RFI: No momento em que ele está a concretizar, pelo menos no papel, a anexação desses territórios, Putin também agita a ameaça nuclear. É para levar a sério?

Sandra Fernandes: A ameaça nuclear é algo que considerávamos completamente impossível e agora deixou de ser impossível. Ou seja, nas circunstâncias actuais em que um líder com as características de Putin, com uma liderança muito pressionada e ameaçada devido ao desaire desta guerra para a Rússia, traz-nos a questão da imprevisibilidade de um líder com uma visão do mundo e um perfil psicológico algo deformada, uma visão do mundo obsessiva face àquilo que é o valor da Ucrânia para o interesse nacional russo e, portanto, embora continue a ser improvável, não é de todo impossível.

RFI: Hoje, o Conselho de Segurança da ONU vai debruçar-se sobre a questão da Ucrânia e nomeadamente essas anexações. Até que ponto é que isto vai ter algum impacto?

Sandra Fernandes: O Conselho de Segurança das Nações Unidas é um órgão que está paralisado, uma vez que depende da unanimidade dos votos dos cinco membros permanentes (França, Estados Unidos, Reino Unido, China e Rússia). Portanto, será com certeza um momento em que as potências que estão do lado da Ucrânia vão condenar novamente a Rússia, mas isso não terá efeitos práticos nenhuns. Será interessante perceber como é que a China vai discursar face a esta questão. A China está aqui num jogo de equilíbrio entre o Ocidente e a Rússia.

RFI: Não está excluída a hipótese de haver uma reunião do plenário e, efectivamente, cada um ter que se posicionar relativamente a este conflito. Há uns meses já houve um voto desta natureza. Julga que o voto pode mudar relativamente à Rússia, nomeadamente o voto da China e da Índia que até agora se mostravam "neutras"?

Sandra Fernandes: Pode haver aqui alguns ajustamentos pelo menos na retórica. Aí, eu penso que será interessante perceber que tipo de ajustamentos, que leitura é que estes países fazem do momento actual. Teremos que aguardar pela manifestação desses ajustamentos.

RFI: Isto também sucede numa altura em que se registaram explosões nos gasodutos Nordstream 1 e 2. Há suspeita de sabotagem. A Rússia diz que são os Estados Unidos. A Europa diz que é a Rússia. Quem é que tem mais a ganhar com esta possível sabotagem?

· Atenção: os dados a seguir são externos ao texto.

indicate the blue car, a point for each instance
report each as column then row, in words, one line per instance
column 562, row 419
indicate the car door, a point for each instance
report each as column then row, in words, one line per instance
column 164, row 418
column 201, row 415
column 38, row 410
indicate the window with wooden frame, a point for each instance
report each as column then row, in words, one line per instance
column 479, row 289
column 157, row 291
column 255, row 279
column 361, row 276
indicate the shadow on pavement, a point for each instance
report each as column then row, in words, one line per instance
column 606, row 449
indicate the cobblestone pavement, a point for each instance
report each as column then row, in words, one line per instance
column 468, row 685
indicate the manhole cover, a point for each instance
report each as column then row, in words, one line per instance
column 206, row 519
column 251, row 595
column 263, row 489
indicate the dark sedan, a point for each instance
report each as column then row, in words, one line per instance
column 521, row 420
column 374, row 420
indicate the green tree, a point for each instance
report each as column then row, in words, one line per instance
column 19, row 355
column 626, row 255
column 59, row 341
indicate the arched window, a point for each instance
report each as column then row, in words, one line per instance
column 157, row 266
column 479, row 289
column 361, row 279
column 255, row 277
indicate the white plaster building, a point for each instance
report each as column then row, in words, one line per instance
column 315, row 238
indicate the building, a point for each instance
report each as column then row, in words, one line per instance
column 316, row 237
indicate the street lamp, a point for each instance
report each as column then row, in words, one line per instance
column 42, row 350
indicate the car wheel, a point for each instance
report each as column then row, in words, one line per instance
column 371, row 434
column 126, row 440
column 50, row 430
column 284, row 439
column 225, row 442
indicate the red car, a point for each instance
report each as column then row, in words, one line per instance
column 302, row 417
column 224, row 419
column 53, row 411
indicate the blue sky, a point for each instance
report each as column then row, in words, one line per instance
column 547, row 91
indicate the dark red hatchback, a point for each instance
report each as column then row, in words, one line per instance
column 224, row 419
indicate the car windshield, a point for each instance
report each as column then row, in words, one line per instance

Sandra Fernandes: Julgo que a sabotagem poderá ter algum objectivo dentro da guerra híbrida que a Rússia conduz contra o Ocidente já antes desta guerra porque é no sentido de criar um impacto, uma percepção nas opiniões públicas. Mas penso que o essencial a reter sobre os dois gasodutos Nordstream é que eles estão condenados a prazo. Esta guerra traz uma reorientação drástica quanto aquilo que é a visão europeia sobre o seu mercado energético e sobre as suas relações energéticas, uma vez que se procura cortar a relação com a Rússia nesta senda. Portanto, penso que neste momento, estes acontecimentos criam mais ruído ou distracção face àquilo que é o essencial nesta guerra.

RFI: E Precisamente, o que é necessário reter neste momento do conflito?

Sandra Fernandes: O que é preciso reter é que Putin falhou os seus objectivos iniciais. Claramente a sua capacidade bélica e a sua acção no terreno têm sido caóticas. Há claros problemas de comando e de coordenação nas Forças Armadas russas e não há uma opinião pública realmente favorável à guerra. Putin vê actualmente a sua liderança pessoal mais pressionada e mais ameaçada.